Tracing is not a new concept, but there has been disagreement on the best way to implement it for years. This disagreement led to the development of several different standards. When multiple systems implement tracing differently, much of the value is lost. If the tracing specification of one system differs from that of its dependency, it becomes impossible to see into that system. The real value of tracing emerges when everyone agrees on a standardized method for tagging the necessary data across services. After much debate, a single unified specification for tracing has recently gained widespread acceptance.

Introducing OpenTelemetry

For us, OpenTelemetry has emerged as the clear choice. This eliminates debates over which header to use, how to name trace spans, or how to structure the data sent. The specifications can be referenced at OpenTelemetry Documentation or, even more conveniently, using the available OTEL libraries and agents. What previously required meticulous alignment across many teams often comes down to adding a single line of code to any service.

Behind the scenes, this applies the OpenTelemetry default trace headers to inbound HTTP requests into the service and propagates them through it, attaching them to outbound dependency calls. When a downstream system receives the request, it recognizes the existing trace header and forwards it to the next dependency, thereby maintaining a single trace ID across multiple applications. This trace information is then sent to a central server that stores it for viewing.

Benefits of OpenTelemetry Tracing at Agoda

Now, when an error occurs on a page, it is possible to locate traces related to that page and identify the exact dependency that caused the error, even if it is in a service three dependencies away and previously unknown. The clear waterfall diagram displays all related calls across all microservices:

Additionally, for the internal subnet, the trace ID is included in the browser response, allowing customer service agents to see the exact trace ID causing the error on their screen. This enables developers to look up the specific trace that caused the error observed by the customer service agents.

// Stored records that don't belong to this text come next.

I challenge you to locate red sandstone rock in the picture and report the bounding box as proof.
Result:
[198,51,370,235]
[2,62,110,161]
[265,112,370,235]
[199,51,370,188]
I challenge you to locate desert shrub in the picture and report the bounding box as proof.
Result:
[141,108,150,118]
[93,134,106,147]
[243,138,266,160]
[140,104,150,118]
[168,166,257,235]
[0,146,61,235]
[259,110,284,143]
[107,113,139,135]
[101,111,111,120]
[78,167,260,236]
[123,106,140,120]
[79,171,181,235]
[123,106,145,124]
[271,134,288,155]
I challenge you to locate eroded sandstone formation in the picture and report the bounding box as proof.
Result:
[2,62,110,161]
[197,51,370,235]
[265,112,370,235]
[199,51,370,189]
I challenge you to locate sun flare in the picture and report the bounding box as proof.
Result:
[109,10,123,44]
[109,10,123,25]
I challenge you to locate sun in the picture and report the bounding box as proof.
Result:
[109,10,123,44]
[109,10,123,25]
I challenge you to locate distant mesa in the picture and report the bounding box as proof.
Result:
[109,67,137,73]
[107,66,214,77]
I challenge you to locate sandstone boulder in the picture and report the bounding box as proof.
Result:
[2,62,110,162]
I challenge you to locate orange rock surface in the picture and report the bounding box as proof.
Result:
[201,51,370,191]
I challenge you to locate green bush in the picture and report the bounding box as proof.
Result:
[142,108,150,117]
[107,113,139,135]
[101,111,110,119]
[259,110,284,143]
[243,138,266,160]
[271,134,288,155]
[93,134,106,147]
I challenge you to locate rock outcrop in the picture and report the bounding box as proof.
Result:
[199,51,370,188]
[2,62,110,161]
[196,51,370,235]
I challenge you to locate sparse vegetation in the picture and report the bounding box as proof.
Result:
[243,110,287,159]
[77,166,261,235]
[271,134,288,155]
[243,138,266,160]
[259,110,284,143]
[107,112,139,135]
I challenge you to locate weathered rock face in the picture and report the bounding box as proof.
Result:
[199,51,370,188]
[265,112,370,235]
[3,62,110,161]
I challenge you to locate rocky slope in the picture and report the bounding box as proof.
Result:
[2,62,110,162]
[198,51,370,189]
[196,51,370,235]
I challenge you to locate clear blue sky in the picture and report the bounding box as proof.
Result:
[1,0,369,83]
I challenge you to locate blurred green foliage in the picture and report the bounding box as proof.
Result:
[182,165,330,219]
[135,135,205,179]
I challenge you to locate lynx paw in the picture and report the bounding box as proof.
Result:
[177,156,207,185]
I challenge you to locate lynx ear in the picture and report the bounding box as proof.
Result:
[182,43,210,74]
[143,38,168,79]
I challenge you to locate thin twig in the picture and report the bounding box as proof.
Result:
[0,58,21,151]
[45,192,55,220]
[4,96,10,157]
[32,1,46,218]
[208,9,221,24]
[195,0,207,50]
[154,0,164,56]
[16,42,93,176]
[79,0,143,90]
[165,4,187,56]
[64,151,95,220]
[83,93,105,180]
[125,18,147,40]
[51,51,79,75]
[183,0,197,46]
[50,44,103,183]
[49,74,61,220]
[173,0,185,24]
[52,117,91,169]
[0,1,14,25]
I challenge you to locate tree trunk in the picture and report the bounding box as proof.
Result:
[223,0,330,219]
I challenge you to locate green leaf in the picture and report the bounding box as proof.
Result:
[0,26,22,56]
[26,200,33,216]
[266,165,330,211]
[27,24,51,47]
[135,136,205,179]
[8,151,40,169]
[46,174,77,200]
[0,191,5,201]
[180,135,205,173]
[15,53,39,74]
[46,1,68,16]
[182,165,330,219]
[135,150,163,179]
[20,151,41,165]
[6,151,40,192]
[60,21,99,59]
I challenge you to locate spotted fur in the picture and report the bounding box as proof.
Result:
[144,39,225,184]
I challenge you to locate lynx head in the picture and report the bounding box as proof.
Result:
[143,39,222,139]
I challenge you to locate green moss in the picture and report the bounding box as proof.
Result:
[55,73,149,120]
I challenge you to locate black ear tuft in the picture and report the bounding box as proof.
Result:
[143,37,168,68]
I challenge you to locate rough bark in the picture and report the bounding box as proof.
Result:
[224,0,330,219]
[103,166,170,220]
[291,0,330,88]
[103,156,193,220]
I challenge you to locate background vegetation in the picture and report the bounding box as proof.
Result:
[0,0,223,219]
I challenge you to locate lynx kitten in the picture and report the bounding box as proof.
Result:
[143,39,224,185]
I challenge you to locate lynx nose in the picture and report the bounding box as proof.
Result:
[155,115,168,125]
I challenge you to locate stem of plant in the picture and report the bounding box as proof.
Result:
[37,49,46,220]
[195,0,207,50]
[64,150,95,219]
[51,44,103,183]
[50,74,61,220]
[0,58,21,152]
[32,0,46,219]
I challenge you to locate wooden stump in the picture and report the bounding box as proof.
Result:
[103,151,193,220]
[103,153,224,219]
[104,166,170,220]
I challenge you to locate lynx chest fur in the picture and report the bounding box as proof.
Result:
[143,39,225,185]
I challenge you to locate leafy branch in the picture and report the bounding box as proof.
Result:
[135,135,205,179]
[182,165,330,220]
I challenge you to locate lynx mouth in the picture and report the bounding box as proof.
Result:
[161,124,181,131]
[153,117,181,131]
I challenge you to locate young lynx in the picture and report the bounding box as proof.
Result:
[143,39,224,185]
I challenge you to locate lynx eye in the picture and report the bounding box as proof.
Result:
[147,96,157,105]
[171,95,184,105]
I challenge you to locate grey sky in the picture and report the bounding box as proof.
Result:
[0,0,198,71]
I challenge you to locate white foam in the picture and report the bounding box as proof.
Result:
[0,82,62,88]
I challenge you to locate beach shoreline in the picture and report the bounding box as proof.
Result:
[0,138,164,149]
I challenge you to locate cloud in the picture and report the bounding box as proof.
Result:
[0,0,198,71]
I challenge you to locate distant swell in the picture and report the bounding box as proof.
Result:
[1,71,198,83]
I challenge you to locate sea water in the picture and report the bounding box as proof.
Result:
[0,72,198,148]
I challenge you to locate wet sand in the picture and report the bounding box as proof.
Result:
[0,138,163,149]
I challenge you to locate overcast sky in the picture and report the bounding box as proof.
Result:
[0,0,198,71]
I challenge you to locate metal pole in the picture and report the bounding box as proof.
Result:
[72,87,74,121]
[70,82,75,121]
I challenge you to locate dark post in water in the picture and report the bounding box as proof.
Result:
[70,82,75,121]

And this is just the beginning of what tracing offers out of the box. The libraries are extensible and can accommodate the various ways an application may need this data. For more complex systems, trace span details can be added for individual method calls within a single service, appending crucial data that can save time during investigations:

Log Links

Using a single source of truth for telemetry unlocks a new level of observability at scale. OpenTelemetry enables the integration of logs, metrics, and traces, as they all adhere to the same specification. At Agoda, we leverage this to build a custom link from log messages to their corresponding traces. When viewing a log message, a convenient button links directly to the trace:

Conclusion

Our journey with OpenTelemetry is just beginning, but the tools we have implemented have significantly enhanced our ability to monitor services and address issues. Observing and managing services at scale requires consistent standards across the board to realize their full potential. With OpenTelemetry, we now have that standard and can start building upon it.

Tracing offers the most significant value from these telemetry standards, with logs following suit and metrics providing valuable insights when linked together. If every customer issue includes logs, metrics, and traces bundled with the support ticket, we can spend less time fixing bugs and more time developing new features. This level of observability enables developers to optimize their software efficiently without creating custom solutions for each potential issue.

However, it’s important to note that implementing OpenTelemetry does come with some challenges. It requires a significant investment in terms of time and resources to set up and maintain the necessary infrastructure. Additionally, there may be a learning curve for developers unfamiliar with the concepts and tools involved in distributed tracing.

Despite these challenges, the benefits of OpenTelemetry far outweigh the costs. By adopting this standard, we can improve the reliability, performance, and user experience of our services, ultimately leading to better outcomes for our customers and our business.